16 Février 2016
Mouna part à la retraite, puis revient
Aujourd’hui c’est le dernier jour de travail de Mouna. L’heure de sa retraite vient de sonner. Une retraite méritée, après une impeccable carrière de trente-cinq ans. Pendant ces trois décennies et demi, Mouna a toujours exercé le même emploi: agente de sécurité au siège de la banque Québéfort. Mouna n’a rien à raconter. Il n’y avait jamais eu le moindre incident pendant ses heures de travail. Aucun cambriolage, aucun incendie, aucune bagarre entre un employé et un client, aucune coupure d’électricité.
Comme Mouna n’aime pas l’oisiveté, elle a déjà trouvé le job idéal pour une jeune retraitée: surveillante d’écoliers pendant l’heure du dîner. Elle recevra une formation de deux semaines avant le début de sa nouvelle carrière.

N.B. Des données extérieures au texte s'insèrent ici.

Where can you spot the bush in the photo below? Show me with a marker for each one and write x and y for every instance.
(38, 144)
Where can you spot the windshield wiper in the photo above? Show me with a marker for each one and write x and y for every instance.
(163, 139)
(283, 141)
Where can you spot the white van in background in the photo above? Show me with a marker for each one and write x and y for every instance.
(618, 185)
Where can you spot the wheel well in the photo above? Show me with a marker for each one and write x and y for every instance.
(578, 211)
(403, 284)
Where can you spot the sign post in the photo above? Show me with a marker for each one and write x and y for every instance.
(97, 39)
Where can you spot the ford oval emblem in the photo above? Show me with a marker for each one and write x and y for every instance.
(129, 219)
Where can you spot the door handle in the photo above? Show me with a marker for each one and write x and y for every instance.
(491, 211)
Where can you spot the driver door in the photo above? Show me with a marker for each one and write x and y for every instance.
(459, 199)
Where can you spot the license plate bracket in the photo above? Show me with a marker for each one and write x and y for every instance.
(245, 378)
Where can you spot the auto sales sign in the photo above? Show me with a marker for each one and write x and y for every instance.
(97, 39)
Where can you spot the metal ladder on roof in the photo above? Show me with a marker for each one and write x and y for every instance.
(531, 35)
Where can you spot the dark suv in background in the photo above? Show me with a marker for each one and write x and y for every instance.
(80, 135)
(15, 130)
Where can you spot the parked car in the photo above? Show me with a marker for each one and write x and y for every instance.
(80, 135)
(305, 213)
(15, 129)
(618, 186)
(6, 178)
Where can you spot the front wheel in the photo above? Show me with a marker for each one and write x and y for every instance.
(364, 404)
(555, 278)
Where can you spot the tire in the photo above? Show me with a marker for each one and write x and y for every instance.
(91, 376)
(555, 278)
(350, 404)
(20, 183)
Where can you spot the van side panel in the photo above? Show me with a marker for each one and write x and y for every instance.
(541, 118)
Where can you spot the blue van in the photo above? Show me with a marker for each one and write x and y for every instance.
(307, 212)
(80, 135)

Mouna dit: "Je veux être active jusqu’au jour de mes funérailles. Le travail donne un sens à ma vie. Les vacances, c’est pour les fainéants. " C’est pourquoi Mouna haïssait les vacances imposées par son premier employeur. Pour échapper à l’ennui des jours oisifs, elle cherchait des emplois occasionnels pour remplir le vide abyssal où elle était involontairement plongée.
Exacerbé par son sens aigu du devoir et jaloux de son dévouement sans faille à tous ses employeurs, je lui pose une question politiquement incorrecte: "Que se passera-t-il le jour où vous n’êtes plus capable de travailler ?". Imperturbable, elle me répond: "Ce jour-là, je me suiciderai."